Check if value is 'null' So it Can Be Used in a Fingerprint and Document _id

iFamZ · February 27, 2023, 9:00pm

Hello,

I am working to setup fingerprint on a field if it is not null. If it is null, I will fingerprint a different field (which is never null). Currently, my filebeat processors look like this:

processors:
     - "decode_json_fields": ...
     - "drop_fields": ...
     - if:
         equals:
           data.p_id: null
           **// this is where the issue is - equals can only accept int, strings, or boolean**
       then:
         - fingerprint:
            fields: ["data.id"] ...
       else:
         - fingerprint:
            fields: ["data.p_id"] ...

I have also tried using when with equals conditional, but that did not work either. Does anyone have any suggestions?

stephenb · February 27, 2023, 9:23pm

Hi @iFamZ Welcome to the community!

Thinking you might need to use the has_fields condition as a top level condition

iFamZ · February 27, 2023, 10:20pm

Hey @stephenb! Thanks for your prompt reply - I greatly appreciate it.

I did come across has_fields but the way I interpreted it is that it will check that the noted field exists in the document. In my case, data.p_id exists in the document, but in some cases it is null. Regardless, giving this a try!

iFamZ · February 28, 2023, 11:05pm

Hey @stephenb - I tried your suggestion, but I do not think it is working. Here is exactly what I did:

processors:
     - "decode_json_fields": ...
     - if:
         has_fields: ["data.p_id"]
       then:
         - copy_fields:
             fields:
               - from: "data.p_id"
                 to: "temp_id"
       else:
          - copy_fields:
             fields:
               - from: "data.id"
                 to: "temp_id"
     - fingerprint:
         fields: ["temp_id"]
         target_field: "@metadata._id"
     - add_fields:
         target: "@metadata"
         fields:
           op_type: "index"
   - drop_fields: ["temp_id"]

I had to change my approach because fingerprint looks at the name of the field as well, while I only want to fingerprint on the value. As a result, I am creating a new field temp_id which will conditionally copy the value of either data.p_id if it is not null, or the value of data.id, if data.p_id is null. I will then fingerprint on this new temp_id and set that to be my document _id and then remove temp_id from the document.

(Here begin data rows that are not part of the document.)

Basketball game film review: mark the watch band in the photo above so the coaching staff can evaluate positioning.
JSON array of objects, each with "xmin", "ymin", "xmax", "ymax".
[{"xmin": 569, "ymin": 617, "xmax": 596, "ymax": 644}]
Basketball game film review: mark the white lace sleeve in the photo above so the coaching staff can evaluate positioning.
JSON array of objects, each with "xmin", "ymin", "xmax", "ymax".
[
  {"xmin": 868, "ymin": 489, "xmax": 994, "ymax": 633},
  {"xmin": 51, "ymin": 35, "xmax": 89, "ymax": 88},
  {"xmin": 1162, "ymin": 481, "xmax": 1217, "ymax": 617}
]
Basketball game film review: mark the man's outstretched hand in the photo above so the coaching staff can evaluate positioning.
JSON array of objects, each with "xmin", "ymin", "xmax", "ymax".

I ran a test to see if the correct conditional temp_id was being written to the document for fingerprinting - it is not. It always uses the data.p_id value, even if it is null. So, I am back to where I started.

I am new to filebeats, please let me know if there is something glaringly wrong with the config.

Thanks again for your help!

stephenb · March 1, 2023, 12:48am

Hi @iFamZ

Can you provide samples of your data please....

Raw log lines something to work from...

What version Elastic Stack and Filebeat are you on.

Also, provide you Entire filebeat.yml....

iFamZ · March 1, 2023, 1:03am

I c an be presented with two types of documents. My data can either be null for data.p_id, as in this case:

{
  field_a: ...,
  field_b: {...},
  data: {
    p_id: null,
    id: "abc123"
  }
  field_c: ...
}

In the above case, I want to fingerprint on my data.id.

Or my data.p_id can be populated with some information:

{
  field_a: ...,
  field_b: {...},
  data: {
    p_id: "xyz123",
    id: "abc123"
  }
  field_c: ...
}

In this case, I would like to fingerprint on my data.p_id.

Someone suggested I use the script processor, since it seems like checking if a value is null is not straightforward.

I am using elastic 8.6.0 and filebeat 8.6.0 as well.

It is difficult for me to provide you with my complete config file, but the sanitized config snippet I posted before is the most relevant portion. Everything else is more or less generic.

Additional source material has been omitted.